Борька отошел от решетки и стал опять играть.

Ребенок захлопал в ладоши и кинулся к решетке. Борька завертелся перед ним. Все движения его были так резки и смешны, что нянька с ребенком заливались смехом. Наконец нянька погрозила кулаком Борьке, чтоб он перестал, потому что Володенька посинел от смеху.

С того дня Борька, всякий день приходил к решетке сада и через нее играл с Володенькой, которому скоро успел внушить к себе жалость, рассказывая сказки, где занимал первую роль сиротка Борька. Нянька, рассчитав, что должность ее облегчится, если Борьку возьмут в комнаты, велела ему вымыться и приодеться, а питомца своего научила попросить родителей, чтоб позволили ему играть с Борькой.

Во время обеда Володенька ввел Борьку в столовую.

– Это что? – строго спросила у няньки Бранчевская, указывая на Борьку.

Борька весь задрожал.

– Мама, он сиротка… это Боря… можно мне с ним играть, мама?

И сын ласкался к матери…

– Как ты смеешь позволять ему играть со всеми?

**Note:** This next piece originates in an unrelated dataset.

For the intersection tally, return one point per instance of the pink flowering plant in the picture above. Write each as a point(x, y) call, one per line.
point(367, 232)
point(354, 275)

– Сударыня, – отвечала испуганная нянька, – Владимир Григорьевич изволит плакать о нем.

Бранчевский подозвал сына и спросил – за что он полюбил Борьку?

– Он сиротка, папа! – отвечал сын. Бранчевская возвысила голос:

– Вздор! если ему нужно играть, то можно найти хорошенького мальчика, а не горбатого. Пошел отсюда! – прибавила она, обратясь к Борьке. – Пошел и не смей около дома ходить!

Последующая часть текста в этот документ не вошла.